Python calls COM API to achieve Microsoft Office(PPT, Excel, Word) Office automation

In [3]:

from IPython.core.display import Image
pic = lambda p : Image(filename='./resPPT/%s' % p)
Copy the code

Automating Microsoft Office with Python¶

Windows applications, for many years, have provided a COM API for automation. This includes Microsoft Office as well.

pywin32 is a library that lets you do many interesting things in Windows, including access these COM APIs.

For example, to open PowerPoint and draw a circle, this is what it takes:

Python implements Microsoft Office automation¶

Years ago, Microsoft made COM components for Windows software, including Microsoft Office, to make it easy to call its apis for automation.

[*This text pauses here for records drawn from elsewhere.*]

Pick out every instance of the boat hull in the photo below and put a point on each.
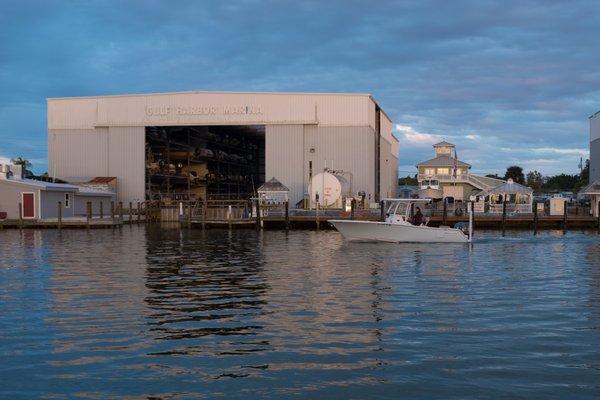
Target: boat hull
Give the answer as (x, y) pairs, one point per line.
(388, 232)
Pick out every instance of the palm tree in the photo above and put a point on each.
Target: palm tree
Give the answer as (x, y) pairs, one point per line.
(25, 163)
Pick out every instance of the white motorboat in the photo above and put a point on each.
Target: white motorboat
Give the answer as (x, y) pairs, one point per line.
(398, 228)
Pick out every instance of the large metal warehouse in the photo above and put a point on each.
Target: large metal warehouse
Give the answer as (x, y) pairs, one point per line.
(221, 145)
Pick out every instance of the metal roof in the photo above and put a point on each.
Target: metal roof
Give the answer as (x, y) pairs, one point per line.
(43, 185)
(510, 187)
(102, 179)
(443, 161)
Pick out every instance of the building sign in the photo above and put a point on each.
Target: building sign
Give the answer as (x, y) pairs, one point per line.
(163, 111)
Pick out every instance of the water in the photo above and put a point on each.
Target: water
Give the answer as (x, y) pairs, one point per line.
(162, 313)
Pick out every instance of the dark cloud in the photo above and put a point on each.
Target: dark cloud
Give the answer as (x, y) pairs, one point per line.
(509, 82)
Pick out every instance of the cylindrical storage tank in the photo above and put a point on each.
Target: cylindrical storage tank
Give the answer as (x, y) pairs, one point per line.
(330, 188)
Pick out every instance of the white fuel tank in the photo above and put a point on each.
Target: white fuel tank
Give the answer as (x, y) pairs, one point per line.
(330, 188)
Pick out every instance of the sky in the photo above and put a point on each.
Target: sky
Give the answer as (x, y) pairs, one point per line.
(508, 82)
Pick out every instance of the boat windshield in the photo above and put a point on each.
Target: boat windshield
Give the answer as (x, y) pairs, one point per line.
(398, 207)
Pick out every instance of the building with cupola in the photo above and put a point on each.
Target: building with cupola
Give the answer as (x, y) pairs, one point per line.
(446, 176)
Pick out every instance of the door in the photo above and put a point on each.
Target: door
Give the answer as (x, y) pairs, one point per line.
(28, 205)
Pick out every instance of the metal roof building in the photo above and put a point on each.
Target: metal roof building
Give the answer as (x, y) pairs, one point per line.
(221, 144)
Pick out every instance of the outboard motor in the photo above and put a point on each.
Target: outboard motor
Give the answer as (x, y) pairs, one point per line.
(463, 226)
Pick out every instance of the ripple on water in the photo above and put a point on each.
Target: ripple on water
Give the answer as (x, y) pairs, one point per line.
(148, 312)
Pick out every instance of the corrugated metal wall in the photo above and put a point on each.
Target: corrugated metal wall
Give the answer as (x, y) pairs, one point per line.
(126, 161)
(284, 157)
(595, 147)
(338, 127)
(347, 148)
(385, 166)
(291, 148)
(86, 153)
(78, 153)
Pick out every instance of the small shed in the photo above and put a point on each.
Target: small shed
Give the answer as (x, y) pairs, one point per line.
(592, 192)
(37, 200)
(407, 192)
(518, 198)
(273, 192)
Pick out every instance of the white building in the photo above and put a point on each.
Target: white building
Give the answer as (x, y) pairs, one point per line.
(221, 145)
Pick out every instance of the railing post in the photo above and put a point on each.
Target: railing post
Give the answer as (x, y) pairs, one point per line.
(59, 215)
(535, 218)
(88, 213)
(287, 215)
(503, 217)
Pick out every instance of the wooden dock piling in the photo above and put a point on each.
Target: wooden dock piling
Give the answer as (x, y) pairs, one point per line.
(504, 218)
(59, 215)
(565, 218)
(258, 221)
(88, 214)
(445, 212)
(318, 221)
(287, 215)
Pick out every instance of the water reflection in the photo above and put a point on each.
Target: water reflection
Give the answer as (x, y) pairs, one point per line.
(156, 312)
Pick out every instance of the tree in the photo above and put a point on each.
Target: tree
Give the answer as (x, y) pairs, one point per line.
(535, 180)
(562, 183)
(515, 173)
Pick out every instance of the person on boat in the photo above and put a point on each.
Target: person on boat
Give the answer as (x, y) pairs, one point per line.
(418, 217)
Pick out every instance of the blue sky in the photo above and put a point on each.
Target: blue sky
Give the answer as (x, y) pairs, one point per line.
(509, 82)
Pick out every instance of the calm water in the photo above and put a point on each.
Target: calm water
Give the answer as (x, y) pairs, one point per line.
(149, 313)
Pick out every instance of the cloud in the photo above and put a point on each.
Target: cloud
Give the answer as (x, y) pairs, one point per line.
(411, 136)
(483, 75)
(570, 152)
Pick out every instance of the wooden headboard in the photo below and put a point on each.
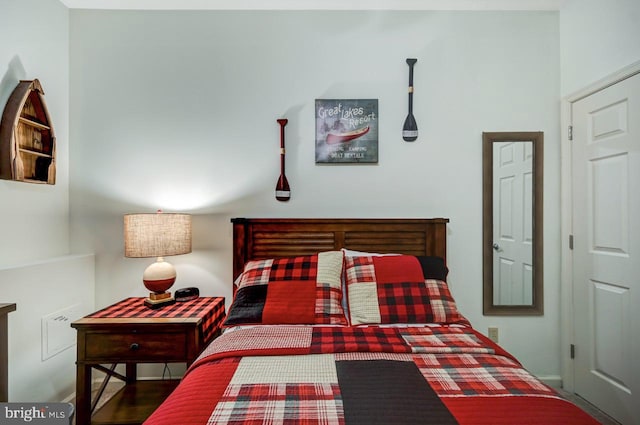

Pywin32 is one such library that allows you to do many interesting things on Windows, including calling COM apis.

For example, to open your powerpoint and draw a circle, you can do this:

In [17]:

import win32com.client

# Open PowerPoint
Application = win32com.client.Dispatch("PowerPoint.Application")

# Add a presentation
Presentation = Application.Presentations.Add()

# Add a slide with a blank layout (12 stands for blank layout)
Base = Presentation.Slides.Add(1, 12)

# Add an oval. Shape 9 is an oval.
oval = Base.Shapes.AddShape(9, 100, 100, 100, 100)
Copy the code

Out[4]:

You’ll have to try this out to see the result, but just FYI, this will open a new PowerPoint window and add a slide with a circle in it.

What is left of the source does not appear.